Q4: Other issues of R1. (1) “-“ and “+” in Table 1: There is only “+” in Table 1, which represents the improvement of our method compared to the 2nd-best performing one. (2) 1st-row in Table 2: We use the global input (preserve LN size) as default single stream comparison. (3) Data augmentation: We use extensive data augmentation similar to nnUNet for both streams (considering its high performance in medical imaging). Pure data augmentation cannot fully compensate the two-streams because of the large LN scale difference (LN size can differ by 10 times ranging from 2-3mm to 20-30mm).
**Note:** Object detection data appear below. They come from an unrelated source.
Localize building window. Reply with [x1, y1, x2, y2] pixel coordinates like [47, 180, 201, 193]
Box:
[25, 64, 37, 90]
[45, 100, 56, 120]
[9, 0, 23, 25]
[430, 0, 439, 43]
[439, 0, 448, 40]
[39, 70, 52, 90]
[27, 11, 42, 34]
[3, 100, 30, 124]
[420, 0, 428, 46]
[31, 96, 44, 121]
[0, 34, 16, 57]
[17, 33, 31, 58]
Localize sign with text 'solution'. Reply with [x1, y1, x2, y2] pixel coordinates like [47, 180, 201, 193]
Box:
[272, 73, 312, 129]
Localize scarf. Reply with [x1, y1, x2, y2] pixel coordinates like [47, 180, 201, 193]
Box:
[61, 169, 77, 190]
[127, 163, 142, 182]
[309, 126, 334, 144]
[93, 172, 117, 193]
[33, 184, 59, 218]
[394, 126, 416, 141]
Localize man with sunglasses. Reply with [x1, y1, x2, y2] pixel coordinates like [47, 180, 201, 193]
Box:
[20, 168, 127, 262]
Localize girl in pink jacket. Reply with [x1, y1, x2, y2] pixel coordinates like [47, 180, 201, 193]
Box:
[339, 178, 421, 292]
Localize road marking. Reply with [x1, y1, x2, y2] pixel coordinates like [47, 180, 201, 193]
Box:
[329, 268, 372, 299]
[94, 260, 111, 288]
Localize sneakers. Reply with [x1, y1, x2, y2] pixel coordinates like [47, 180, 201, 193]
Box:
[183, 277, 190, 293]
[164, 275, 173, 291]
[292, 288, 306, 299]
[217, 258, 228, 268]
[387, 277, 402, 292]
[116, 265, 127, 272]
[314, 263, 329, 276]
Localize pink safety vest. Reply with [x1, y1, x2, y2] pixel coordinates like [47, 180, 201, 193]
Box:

Q5: Other issues of R3, R5. (1) Name of label “sharpening”: Yes, your understand is correct. (2) Two suggested refs: We will include these refs in final version. (3) Evaluation metrics: We agree and will omit accuracy in final version. (4) Unit of evaluation: Metrics are computed on a LN level. For each LN instance, we crop an ROI centered on this LN in CT.




Meta-Review

Meta-review #1

  • After you have reviewed the rebuttal and updated reviews, please provide your recommendation based on all reviews and the authors’ rebuttal.

    Accept

  • Please justify your recommendation. You may optionally write justifications for ‘accepts’, but are expected to write a justification for ‘rejects’

    N/A

  • What is the rank of this paper among all your rebuttal papers? Use a number between 1/n (best paper in your stack) and n/n (worst paper in your stack of n papers). If this paper is among the bottom 30% of your stack, feel free to use NR (not ranked).

    N/A



Meta-review #2

  • After you have reviewed the rebuttal and updated reviews, please provide your recommendation based on all reviews and the authors’ rebuttal.

    Accept

  • Please justify your recommendation. You may optionally write justifications for ‘accepts’, but are expected to write a justification for ‘rejects’

    One reviewer has issues with the novelty of the method. But overall reviewers think this work addresses an important question with promising results.

  • What is the rank of this paper among all your rebuttal papers? Use a number between 1/n (best paper in your stack) and n/n (worst paper in your stack of n papers). If this paper is among the bottom 30% of your stack, feel free to use NR (not ranked).

    One reviewer has issues with the novelty of the method. But overall reviewers think this work addresses an important question with promising results.